How to Intermediate · 3 min read

How to use Llama multimodal

Q: How to use Llama multimodal

Use the OpenAI Python SDK with a multimodal-capable Llama model by sending chat.completions.create requests that include both text and image messages. Specify the model like llama-3.3-70b-versatile and include images as base64-encoded strings or URLs in the message content.

Quick answer

Use the OpenAI Python SDK with a multimodal-capable Llama model by sending chat.completions.create requests that include both text and image messages. Specify the model like llama-3.3-70b-versatile and include images as base64-encoded strings or URLs in the message content.

PREREQUISITES

Python 3.8+
OpenAI API key (free tier works)
pip install openai>=1.0

Setup

Install the official openai Python package version 1.0 or higher and set your OpenAI API key as an environment variable.

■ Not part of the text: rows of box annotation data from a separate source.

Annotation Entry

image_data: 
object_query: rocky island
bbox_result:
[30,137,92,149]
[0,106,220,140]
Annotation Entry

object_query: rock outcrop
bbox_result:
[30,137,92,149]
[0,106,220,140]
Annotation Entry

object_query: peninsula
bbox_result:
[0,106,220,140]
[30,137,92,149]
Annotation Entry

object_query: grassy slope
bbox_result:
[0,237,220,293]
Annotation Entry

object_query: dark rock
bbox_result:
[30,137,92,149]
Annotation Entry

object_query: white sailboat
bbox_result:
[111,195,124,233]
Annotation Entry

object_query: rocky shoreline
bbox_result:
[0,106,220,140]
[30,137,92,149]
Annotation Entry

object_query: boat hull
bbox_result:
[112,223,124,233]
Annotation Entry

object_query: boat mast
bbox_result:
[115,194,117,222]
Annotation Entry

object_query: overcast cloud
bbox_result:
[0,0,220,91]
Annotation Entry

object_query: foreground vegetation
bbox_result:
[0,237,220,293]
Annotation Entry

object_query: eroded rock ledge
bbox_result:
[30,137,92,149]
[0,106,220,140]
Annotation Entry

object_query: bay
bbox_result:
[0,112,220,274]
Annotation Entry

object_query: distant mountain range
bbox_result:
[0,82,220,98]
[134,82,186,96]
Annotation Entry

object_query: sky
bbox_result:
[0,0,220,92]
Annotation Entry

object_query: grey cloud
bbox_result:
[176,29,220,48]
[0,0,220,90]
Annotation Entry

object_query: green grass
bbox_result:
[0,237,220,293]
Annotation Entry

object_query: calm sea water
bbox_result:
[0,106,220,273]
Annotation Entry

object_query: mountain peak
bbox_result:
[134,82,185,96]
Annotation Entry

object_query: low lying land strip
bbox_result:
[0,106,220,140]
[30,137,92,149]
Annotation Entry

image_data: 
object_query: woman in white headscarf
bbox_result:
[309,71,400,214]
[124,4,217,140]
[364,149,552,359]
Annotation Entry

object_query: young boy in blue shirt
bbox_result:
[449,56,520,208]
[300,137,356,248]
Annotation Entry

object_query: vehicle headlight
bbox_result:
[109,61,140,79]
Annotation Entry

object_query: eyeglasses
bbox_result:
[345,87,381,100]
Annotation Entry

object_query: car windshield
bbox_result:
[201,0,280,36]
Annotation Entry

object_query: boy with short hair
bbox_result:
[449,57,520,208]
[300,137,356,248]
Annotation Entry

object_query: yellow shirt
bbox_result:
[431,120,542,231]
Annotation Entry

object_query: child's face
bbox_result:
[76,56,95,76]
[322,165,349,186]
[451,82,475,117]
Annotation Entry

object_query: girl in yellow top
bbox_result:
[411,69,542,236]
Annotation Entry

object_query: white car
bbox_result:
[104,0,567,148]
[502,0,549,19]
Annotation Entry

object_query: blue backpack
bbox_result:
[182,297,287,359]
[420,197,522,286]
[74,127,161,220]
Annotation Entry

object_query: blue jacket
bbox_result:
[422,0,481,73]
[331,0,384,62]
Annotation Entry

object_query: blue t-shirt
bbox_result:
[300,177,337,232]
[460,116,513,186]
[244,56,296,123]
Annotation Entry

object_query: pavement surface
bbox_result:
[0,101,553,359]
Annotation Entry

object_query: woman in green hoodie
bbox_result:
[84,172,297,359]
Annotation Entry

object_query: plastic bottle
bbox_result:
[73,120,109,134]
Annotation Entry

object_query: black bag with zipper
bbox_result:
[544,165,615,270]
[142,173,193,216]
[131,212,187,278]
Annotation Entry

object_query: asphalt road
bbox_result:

Install package: pip install openai>=1.0
Set environment variable: export OPENAI_API_KEY='your_api_key' (Linux/macOS) or setx OPENAI_API_KEY "your_api_key" (Windows)

bash

pip install openai>=1.0

Step by step

Use the OpenAI SDK to send a chat completion request to a Llama multimodal model like llama-3.3-70b-versatile. Include both text and image messages in the messages array. Images should be base64-encoded or URLs wrapped in a JSON object with type and image_url or image_base64 keys.

python

import os
from openai import OpenAI

client = OpenAI(api_key=os.environ["OPENAI_API_KEY"])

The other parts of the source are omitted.